This confident assertion recalls to mind something that was said by the Confederate General Rosser on the morning of the 9th of October, 1864, just previous to the beginning of the fight known in history as "Woodstock Races." Having formed his line of battle, Rosser sat on his horse watching the movements of his old schoolmate, General Custer, who was busy getting his own forces in shape to attack him. Finally Rosser turned to his staff and said:
"You see that officer down there? That is General Custer, of whom the Yanks are so proud, and I intend to give him the best whipping to-day he ever got; see if I don't."
When Custer was ready to fight he made his charge; the valiant Rosser fled before it, and never but once stopped running until he reached Mount Jackson, twenty-six miles away. It was a trial of speed, rather than a battle, and that is the reason the engagement is called "Woodstock Races." The Confederates lost everything they had that was carried on wheels, and the Union loss was but sixty killed and wounded. Rodney Gray was not as much of a braggart as Rosser was, but if he had tried to carry his threat into execution he might have been as badly whipped.
CHAPTER III.
CHEERS FOR "THE STARS AND BARS."
If any boy who reads this series of books believes that secession was the result of a sudden impulse on the part of the Southern people, he has but to look into his history to find that he is mistaken. They had not only been thinking about it for a long time, but, aided by some of Buchanan's treacherous cabinet officers, they had been preparing for it. The Secretary of the Navy ordered the best vessels in our little fleet to distant stations, so that they could not be called upon to help the government when the insurgents seized the forts that were scattered along the coast; and the Secretary of War took nearly a hundred and fifty thousand stand of arms out of Northern arsenals and sent them to the South. He did it openly and without any attempt at concealment, and the Southern papers publicly thanked him for so doing. The Mobile Register said, in so many words, that they were much obliged to Mr. Floyd for "disarming the North and equipping the South."

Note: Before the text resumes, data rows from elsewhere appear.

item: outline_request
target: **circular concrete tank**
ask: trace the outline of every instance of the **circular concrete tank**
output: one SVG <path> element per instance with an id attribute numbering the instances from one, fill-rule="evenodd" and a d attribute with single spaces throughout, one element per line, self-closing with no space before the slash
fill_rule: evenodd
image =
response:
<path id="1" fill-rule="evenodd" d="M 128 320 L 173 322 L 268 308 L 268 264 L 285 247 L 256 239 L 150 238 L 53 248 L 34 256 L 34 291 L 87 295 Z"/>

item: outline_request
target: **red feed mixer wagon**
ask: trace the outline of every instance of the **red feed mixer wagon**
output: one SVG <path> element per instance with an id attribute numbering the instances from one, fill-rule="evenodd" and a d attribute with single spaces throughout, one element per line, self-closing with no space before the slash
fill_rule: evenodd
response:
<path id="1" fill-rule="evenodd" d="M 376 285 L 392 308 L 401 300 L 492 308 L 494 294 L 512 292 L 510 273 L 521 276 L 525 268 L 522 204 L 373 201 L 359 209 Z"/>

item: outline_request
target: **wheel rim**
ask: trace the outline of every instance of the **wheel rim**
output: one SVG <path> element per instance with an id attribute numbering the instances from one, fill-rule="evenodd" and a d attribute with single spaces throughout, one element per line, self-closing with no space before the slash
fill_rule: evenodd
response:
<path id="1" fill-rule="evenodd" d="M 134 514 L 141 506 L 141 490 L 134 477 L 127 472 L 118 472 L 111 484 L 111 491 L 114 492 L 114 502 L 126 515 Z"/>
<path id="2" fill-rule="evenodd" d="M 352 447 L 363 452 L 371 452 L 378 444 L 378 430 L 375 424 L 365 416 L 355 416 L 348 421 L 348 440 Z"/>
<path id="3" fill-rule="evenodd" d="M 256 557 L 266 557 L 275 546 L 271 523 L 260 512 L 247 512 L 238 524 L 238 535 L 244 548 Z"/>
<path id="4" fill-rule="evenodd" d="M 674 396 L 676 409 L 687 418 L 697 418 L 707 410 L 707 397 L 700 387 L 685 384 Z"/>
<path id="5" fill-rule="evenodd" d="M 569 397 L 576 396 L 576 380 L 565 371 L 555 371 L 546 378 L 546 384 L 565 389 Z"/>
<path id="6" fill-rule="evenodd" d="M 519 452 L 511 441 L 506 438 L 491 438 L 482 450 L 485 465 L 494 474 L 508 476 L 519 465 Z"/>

After such acts as these on the part of government officials, it is not surprising that private citizens began to take their local affairs into their own hands. A regular system of espionage and ostracism was established all over the South. Everybody who was known or suspected of being opposed to slavery and disunion was not only closely watched, but was denied admission to homes in which he had always been a welcome visitor. Free negroes were given to understand that they could either clear out, or remain and be sold into bondage. Northern men—even those who had long been engaged in business in the South, and whose interests were centered there—were looked upon and treated with contempt, and their lives were made miserable in every way that the exasperated and unreasonable people around them could think of.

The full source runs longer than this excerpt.